Il segreto in questione assume rilevanza solamente se il professionista lo eccepisce nel corso dell’ispezione e può riguardare soltanto fatti e circostanze che attengono direttamente alla tutela del diritto alla riservatezza.
Infatti, l’acquisizione di documenti e notizie, astrattamente coperti dal segreto professionale, può considerarsi illegittima solo se vi sia stata opposizione del professionista nella sua qualità di depositario e custode dello specifico segreto.
E, stante il tenore letterale dell’articolo 53 D.P.R. 633/1972, si deve presupporre che, in mancanza di esplicita e formale dichiarazione, il professionista abbia rinunziato ad opporre il segreto professionale.
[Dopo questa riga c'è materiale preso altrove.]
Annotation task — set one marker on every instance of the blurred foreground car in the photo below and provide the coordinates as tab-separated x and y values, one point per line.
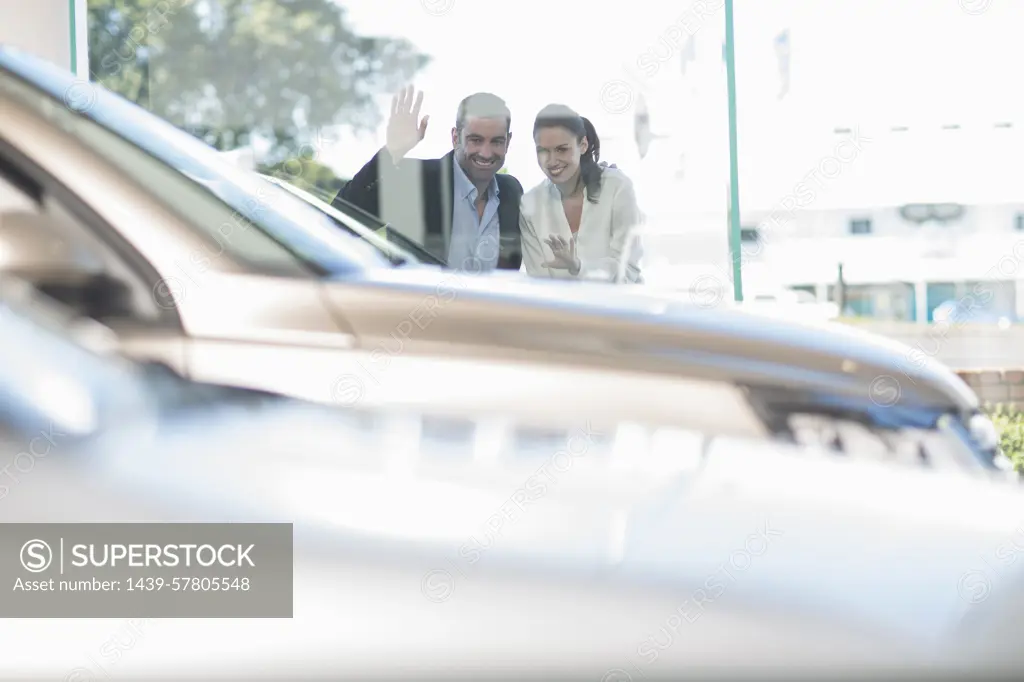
226	279
421	558
62	383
Esclusi i fatti notori dal dovere di segretezza, come rilevato dalla GDF nella circolare n. 1/2018, nel corso di accessi ai fini fiscali, il segreto professionale può essere opposto soltanto per quei documenti che rivestono un interesse diverso da quelli economici e fiscali del professionista o del suo cliente.
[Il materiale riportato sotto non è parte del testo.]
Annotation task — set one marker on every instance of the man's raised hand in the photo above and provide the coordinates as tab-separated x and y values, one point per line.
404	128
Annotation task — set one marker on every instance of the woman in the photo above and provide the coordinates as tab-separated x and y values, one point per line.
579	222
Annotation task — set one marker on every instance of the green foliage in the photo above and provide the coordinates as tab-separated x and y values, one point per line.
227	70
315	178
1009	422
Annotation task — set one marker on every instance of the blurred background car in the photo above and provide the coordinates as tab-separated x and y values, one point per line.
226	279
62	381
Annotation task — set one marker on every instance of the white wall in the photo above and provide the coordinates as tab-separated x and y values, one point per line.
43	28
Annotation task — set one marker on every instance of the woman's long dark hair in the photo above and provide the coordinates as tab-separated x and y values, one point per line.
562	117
Pertanto, non può essere eccepito per le scritture ufficiali né per l’acquisizione dei documenti che costituiscono prova dei rapporti finanziari intercorsi fra professionista e cliente.
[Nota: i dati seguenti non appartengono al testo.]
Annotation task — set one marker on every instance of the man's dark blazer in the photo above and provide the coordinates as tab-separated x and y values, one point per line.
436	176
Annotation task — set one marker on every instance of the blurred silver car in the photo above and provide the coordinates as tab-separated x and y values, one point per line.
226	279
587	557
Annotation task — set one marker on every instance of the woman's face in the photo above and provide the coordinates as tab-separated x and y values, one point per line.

Diversamente opinando, il segreto professionale si presterebbe ad essere uno strumento di elusione dei controlli (Corte di Cassazione, SS.UU., n. 11082 del 07.05.2010).
Nel caso in cui il professionista, nel corso di uno accesso presso il suo studio, eccepisca su determinati documenti, con atto verbalizzato, il segreto professionale, i verificatori dovranno sospendere l’attività di verifica, cautelando la documentazione, e richiedere l’autorizzazione alla Procura della Repubblica; la verifica potrà essere ripresa solo dopo che sia stata concessa l’autorizzazione da parte del magistrato (Cfr. Corte di Cassazione, Pen. Sez. III, sentenza n. 34020 del 01.12.2018).
Nel caso in questione, il Tribunale aveva ritenuto legittima l’acquisizione e l’utilizzazione dei documenti, poiché il titolare dello studio associato non solo era presente al momento dell’accesso ma aveva collaborato con i militari nell’analizzare il contenuto della documentazione rinvenuta, senza eccepire il segreto professionale, che deve risultare “da atto scritto”.
La medesima prassi operativa deve essere seguita anche qualora la documentazione, per la quale viene opposto il segreto professionale, sia custodita all’interno di supporti informatici.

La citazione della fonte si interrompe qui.